Masiello aveva fatto parte dell'Aise fino ad alcuni anni fa, poi era
stato messo nelle condizioni di chiedere di ritornare all'esercito. Non
cacciato, ma messo nelle condizioni di doversene andare. Qualcun altro
avrebbe detto mobbizzato. L'Aise ha mandato in Afghanistan un nuovo
gruppo di 007, la cui attività è stata giudicata dai militari ancora
inadeguata. A quel punto dai militari in Afghanistan è arrivata a metà
settembre una seconda lettera sempre indirizzata al generale Abrate,
nella quale si parlava di «nefandezze» e si parla anche di presenza
inutile dell'Aise anche «in altre missioni». In particolare, quella in
Afghanistan viene definita una missione militare dove si rileva «la
completa mancanza di attività di intelligence nell'area».
Intanto
Alì, il giornalista pakistano che ha rivelato a Liberazione la vicenda
della debacle del network di informatori che l'Italia aveva addestrato
per infiltrarli tra madrasse e tribù, ha contattato di nuovo questo
giornale aggiungendo altri particolari sconcertanti.
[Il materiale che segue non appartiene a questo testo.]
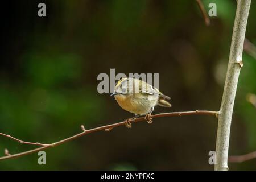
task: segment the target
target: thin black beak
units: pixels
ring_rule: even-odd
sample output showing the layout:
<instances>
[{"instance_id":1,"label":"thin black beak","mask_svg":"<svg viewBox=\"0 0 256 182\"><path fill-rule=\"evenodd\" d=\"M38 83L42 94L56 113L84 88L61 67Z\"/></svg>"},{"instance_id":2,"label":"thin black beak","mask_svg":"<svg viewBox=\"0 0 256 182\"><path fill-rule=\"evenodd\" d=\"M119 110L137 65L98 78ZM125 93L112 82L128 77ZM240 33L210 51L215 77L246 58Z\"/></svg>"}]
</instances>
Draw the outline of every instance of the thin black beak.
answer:
<instances>
[{"instance_id":1,"label":"thin black beak","mask_svg":"<svg viewBox=\"0 0 256 182\"><path fill-rule=\"evenodd\" d=\"M114 92L113 93L112 93L111 95L110 95L110 97L111 96L114 96L114 95L116 95L117 94L117 93L115 93L115 92Z\"/></svg>"}]
</instances>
Tra i componenti
della rete clandestina del Sismi arrestati e torturati dai servizi
segreti del Pakistan c'era un medico, Abdul Wadud, che dopo quella
vicenda è stato costretto a lavorare per l'Isi, l'intelligence di
Islamabad e, ovviamente sotto minaccia di morte, distruggere e
danneggiare tutto quello che aveva fatto in favore degli italiani. I
servizi segreti pakistani avevano dato a Wadud un cellulare con questo
numero +923449833168 attraverso il quale comunicare esclusivamente con
l'ufficiale che lo controllava. E' un'altra prova che dopo la scoperta
della nostra rete clandestina i pakistani hanno cercato di vendicarsi e
anche questo spiega i maggiori rischi corsi dal nostro personale. Ecco
come la legge Gigi Malabarba, oggi a Sinistra critica ma fino al 2006
membro del comitato parlamentare di vigilanza, allora Copaco ora
Copasir: «Dopo lo smantellamento delle squadre operative dell'ex-Sismi
in Medio Oriente e nel mondo arabo, dovute allo spoilsystem operato dal
nuovo plenipotenziario dei servizi segreti Gianni De Gennaro, i rischi
per i militari italiani impegnati nelle missioni di guerra sono
sicuramente aumentati. Ma dalle denunce riportate da Liberazione, che,
per le mie conoscenze all'interno del Copaco, ritengo assai
attendibili, la situazione appare persino più grave: motivo in più per
tornare a mobilitarsi per il ritiro da tutti i teatri di guerra, senza
se e senza ma».
Tutto ciò piomba in un'Italia distratta dalla crisi
proprio nel decimo anniversario delle prime bombe su Kabul a poche
settimane dal crollo delle Torri gemelle. Politica sorda (anche se
probabilmente il Copasir si sta muovendo) e giornali muti senza bisogno
di legge bavaglio. «Succede che, a differenza dell'Imperialismo
ottocentesco, quando ai generali piaceva farsi fotografare con i piedi
sulla testa dei cadaveri dei nemici, questo imperialismo umanitario
commemora gli attacchi che subisce e nasconde i massacri che produce -
dice Paolo Ferrero, segretario di Rifondazione comunista - quella
afghana è una guerra nascosta in cui è palese che l'oggetto della
guerra non è la democrazia e nemmeno il narcotraffico. La cosa più
impressionante è che a partire dal Presidente della Repubblica nessuno
la chiami guerra, come quel vescovo che volendo mangiare carne il
venerdì la battezzava carpa. Ma anche in questo si legge la crisi del
capitalismo che, negando l'evidenza, aggiunge falsa coscienza a falsa
coscienza». «Trovo davvero scandaloso che non se ne parli - dice anche
Flavio Lotti, portavoce della Tavola della pace - un mese fa non c'è
stato un giornale che non abbia dedicato ampio spazio al decennale
dell'11 settembre. Oggi invece il silenzio è totale su una guerra
disastrosa che ci vede ancora pienamente coinvolti. Se il primo anno di
guerra in Afghanistan ai contribuenti è costato circa 70 milioni di
euro, oggi ne costa più di 700, due milioni di euro al giorno».